I know that friendship seems to have become a recurrent theme through my postings but it is one of the great joys in my life. The friendships I have made since arriving in Geneva buoyed our transition and raised this amazing expatriate experience to a new level.
In Canada, I left behind a network of loving and loyal friends who valiantly nurture our long-distance connection. I am incredibly grateful for their effort. My relationship, thankfully, with my immediate family is extraordinary. I would have chosen every one of them as friends even if they weren’t family!
Among the many thrills that living in Europe has given me is the now close proximity to my oldest friend, Sheila, who has lived in London for the better part of 20 years. We met at age 14, grade nine, at Riverdale High School in Montreal.

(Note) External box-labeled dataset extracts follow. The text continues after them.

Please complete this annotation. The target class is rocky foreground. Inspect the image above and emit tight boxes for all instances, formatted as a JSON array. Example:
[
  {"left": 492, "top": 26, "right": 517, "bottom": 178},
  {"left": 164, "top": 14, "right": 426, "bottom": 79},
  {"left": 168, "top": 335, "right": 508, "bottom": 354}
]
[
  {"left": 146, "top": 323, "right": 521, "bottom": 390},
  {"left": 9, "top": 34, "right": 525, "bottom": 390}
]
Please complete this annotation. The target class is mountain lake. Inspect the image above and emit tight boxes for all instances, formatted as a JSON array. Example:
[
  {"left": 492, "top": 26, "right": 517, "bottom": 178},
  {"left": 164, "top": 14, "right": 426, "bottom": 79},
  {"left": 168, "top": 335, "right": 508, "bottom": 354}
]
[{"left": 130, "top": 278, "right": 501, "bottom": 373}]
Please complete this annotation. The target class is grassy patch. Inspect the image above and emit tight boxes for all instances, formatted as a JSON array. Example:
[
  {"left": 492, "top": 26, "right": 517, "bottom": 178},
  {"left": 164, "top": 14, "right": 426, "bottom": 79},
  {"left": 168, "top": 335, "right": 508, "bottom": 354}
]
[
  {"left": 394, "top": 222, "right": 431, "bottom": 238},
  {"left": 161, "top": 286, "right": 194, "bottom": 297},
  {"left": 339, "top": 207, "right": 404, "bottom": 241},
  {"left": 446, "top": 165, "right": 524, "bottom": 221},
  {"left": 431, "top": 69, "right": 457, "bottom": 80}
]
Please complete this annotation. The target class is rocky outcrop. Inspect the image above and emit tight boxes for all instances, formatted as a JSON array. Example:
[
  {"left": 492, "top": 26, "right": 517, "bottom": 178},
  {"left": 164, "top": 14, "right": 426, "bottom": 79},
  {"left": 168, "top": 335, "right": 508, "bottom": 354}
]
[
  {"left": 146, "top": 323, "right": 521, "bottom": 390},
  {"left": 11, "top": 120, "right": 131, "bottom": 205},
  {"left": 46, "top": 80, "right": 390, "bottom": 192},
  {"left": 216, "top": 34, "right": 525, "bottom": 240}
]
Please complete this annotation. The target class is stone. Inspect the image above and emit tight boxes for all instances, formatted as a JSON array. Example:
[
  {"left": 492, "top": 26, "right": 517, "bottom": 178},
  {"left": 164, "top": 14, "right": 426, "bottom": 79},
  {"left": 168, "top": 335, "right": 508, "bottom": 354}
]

As best friends, we shared adolescence, high school, braces, university, first loves, first jobs, marriage, children, wanderlust, braces again, and great distances for almost 30 years. After she met and married her lovely English man, we still managed to communicate regularly and visit every couple of years. Now we exchange visits every couple of months!
She was in Geneva this week for a few brief but blissful days. We had a leisurely laughter-filled lunch with Nat on Thursday at Geneva’s elegant Hôtel les Armures. Over cabillaud, crème brûlée, and conversation, we marveled at the forks and turns of life that brought all three of us to that table.